Aus dem Regal: Die Philosophie des Laufens
Von Señor Rolando
John Dewey. Wie lange ist das eigentlich schon her? Jahre auf jeden Fall. Viele Jahre. Hier werden Erinnerungen wach. Denn es sind Jahre, vor denen es in einem Seminar um die Erneuerung der Philosophie ging. Ein Thema quasi, das Studenten nachts wach hält. Toll war das. Bewusstseinserweiternd.
Und hier gibt’s ihn wieder: John Dewey in einem Buch über das Laufen, beziehungsweise genauer gesagt: in einem Buch über die Philosophie des Laufens. Und damit ist es noch nicht genug, denn das Buch ist eine Anthologie. Man bekommt somit nicht nur den ollen Dewey, sondern noch viel mehr Sichtweisen auf das Verhältnis von Körper und Geist beim Laufen; es wird sehr klar, dass dieses Verhältnis kein statisches ist, sondern dass es sich entwickelt.
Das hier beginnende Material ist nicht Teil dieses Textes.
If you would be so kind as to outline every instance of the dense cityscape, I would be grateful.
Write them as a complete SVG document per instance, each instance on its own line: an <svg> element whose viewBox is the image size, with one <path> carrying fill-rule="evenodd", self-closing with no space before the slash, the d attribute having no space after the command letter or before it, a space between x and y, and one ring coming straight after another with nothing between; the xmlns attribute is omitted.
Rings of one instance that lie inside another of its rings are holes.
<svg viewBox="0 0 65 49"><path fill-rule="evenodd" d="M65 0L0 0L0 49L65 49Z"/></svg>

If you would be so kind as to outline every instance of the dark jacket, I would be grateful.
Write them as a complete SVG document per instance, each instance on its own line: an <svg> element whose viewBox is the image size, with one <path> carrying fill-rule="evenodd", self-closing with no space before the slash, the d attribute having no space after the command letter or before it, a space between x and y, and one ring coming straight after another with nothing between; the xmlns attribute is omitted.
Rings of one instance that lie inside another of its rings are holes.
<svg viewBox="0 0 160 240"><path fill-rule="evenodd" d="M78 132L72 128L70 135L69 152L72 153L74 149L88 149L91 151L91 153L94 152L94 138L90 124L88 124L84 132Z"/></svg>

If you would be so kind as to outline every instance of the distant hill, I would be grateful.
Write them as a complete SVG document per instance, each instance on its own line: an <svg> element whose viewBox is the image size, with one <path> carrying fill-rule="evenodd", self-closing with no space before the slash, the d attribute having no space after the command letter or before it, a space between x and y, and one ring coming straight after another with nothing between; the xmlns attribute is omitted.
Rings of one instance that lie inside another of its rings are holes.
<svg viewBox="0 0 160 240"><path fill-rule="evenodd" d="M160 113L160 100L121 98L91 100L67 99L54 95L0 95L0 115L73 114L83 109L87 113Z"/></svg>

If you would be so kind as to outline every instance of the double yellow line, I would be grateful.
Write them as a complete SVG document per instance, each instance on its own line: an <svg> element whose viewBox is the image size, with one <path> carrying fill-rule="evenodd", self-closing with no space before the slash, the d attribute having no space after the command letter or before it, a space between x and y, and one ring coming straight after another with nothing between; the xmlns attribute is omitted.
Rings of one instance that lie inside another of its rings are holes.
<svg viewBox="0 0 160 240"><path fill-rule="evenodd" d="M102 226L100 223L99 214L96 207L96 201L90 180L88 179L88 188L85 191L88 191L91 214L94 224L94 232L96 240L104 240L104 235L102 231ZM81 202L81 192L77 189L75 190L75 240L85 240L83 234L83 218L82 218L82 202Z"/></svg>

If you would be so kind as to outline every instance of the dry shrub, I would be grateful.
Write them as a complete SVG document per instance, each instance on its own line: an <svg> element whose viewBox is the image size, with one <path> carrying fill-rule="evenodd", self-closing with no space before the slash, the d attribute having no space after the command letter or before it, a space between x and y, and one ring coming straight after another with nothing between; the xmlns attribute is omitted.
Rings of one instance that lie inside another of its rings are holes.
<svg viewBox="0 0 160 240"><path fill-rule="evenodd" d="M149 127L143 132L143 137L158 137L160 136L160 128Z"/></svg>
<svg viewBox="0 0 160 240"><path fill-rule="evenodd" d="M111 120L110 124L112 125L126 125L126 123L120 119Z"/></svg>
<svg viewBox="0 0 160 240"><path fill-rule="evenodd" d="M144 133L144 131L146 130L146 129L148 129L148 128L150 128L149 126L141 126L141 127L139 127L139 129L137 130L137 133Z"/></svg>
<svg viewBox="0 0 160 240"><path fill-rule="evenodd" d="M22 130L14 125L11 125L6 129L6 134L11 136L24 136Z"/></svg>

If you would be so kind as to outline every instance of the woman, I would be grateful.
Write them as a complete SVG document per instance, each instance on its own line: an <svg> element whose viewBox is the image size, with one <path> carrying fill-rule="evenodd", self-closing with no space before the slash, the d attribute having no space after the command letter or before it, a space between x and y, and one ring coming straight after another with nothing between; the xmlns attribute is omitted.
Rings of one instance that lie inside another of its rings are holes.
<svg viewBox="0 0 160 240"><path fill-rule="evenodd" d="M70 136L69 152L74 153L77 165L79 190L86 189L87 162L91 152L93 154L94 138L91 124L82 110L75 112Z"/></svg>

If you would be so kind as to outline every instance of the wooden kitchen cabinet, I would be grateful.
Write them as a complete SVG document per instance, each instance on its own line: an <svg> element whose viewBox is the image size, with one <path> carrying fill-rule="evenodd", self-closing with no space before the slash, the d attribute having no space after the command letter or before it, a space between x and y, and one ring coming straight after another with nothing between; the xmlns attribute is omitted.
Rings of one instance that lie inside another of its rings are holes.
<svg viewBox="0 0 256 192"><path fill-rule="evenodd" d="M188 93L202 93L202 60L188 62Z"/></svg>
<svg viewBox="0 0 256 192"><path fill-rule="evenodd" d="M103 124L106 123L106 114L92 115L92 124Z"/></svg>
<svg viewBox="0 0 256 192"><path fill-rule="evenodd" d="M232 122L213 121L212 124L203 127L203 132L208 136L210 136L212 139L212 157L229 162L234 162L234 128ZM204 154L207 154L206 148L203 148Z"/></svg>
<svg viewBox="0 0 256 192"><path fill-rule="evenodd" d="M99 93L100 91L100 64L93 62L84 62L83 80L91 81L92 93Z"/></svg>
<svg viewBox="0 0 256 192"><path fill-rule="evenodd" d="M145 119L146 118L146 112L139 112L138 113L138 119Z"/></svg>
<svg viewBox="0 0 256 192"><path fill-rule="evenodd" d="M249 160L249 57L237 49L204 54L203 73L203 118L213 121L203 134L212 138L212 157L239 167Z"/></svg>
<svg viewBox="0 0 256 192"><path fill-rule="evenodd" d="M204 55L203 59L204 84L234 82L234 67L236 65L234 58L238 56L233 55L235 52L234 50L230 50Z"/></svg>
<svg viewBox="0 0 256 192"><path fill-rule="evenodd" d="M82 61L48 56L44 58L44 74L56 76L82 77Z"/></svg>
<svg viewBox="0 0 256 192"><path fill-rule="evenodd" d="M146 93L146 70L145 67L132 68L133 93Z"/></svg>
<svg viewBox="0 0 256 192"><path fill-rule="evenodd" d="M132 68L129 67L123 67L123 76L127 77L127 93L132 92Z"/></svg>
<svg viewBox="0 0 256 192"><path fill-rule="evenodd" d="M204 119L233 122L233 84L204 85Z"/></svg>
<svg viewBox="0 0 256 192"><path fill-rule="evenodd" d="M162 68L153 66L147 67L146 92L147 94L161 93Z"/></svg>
Interessant ist dabei, dass einige der im Buch vertretenen Philosophen sehr praktisch veranlagt sind. Waren sie noch keine Läufer, wurden sie eben zu welchen. Und sei es auch nur zeitweise, um sich die Grundlagen für ihren jeweiligen Text zu erarbeiten; manchmal auch, um das notwendige Leiden wirklich selbst zu erleben. Ist es da ein Wunder, dass sogar eine Episode für den Podcast des Hauses beim Lesen quasi ganz nebenbei mit abgefallen ist? Wohl kaum.
All das ist mindestens ebenso spannend, wie die Anregungen, welche tatsächlich aus den Texten entstehen. Die Philosophie ist eben doch die Wissenschaft, welche sehr gut Fragen stellen kann. Wer weiß, wofür sich das noch alles als nützlich erweist. So helfen die Texte wirklich weiter. Einen habe ich z.B. abends im Bett gelesen. Es war am Abend eines schlechten Laufs. Entsprechend K.O. war ich. Mich selbst bemitleidet habe ich. Und passenderweise ging es im Text um die wahren Gründe, warum man so einen Lauf-Unfug auf sich nimmt. Es ging um wahren Hedonismus. Darum, dass dieser nicht nur den auf kurzfristigen Lustgewinn ausgerichteten ist. Und was soll ich sagen? Das hat geholfen. Der Text war gut. Ich konnte quasi dank Chris Kelly und seinem »Schmerz des Läufers« gut schlafen.
Besser geht’s doch wohl nicht, oder?
Zur eigenen Lektüre kann ich die Anthologie auf jeden Fall sehr empfehlen. Es ist ein wirklich feines Buch. Und das keineswegs nur aus nostalgisch verklärten Gründen.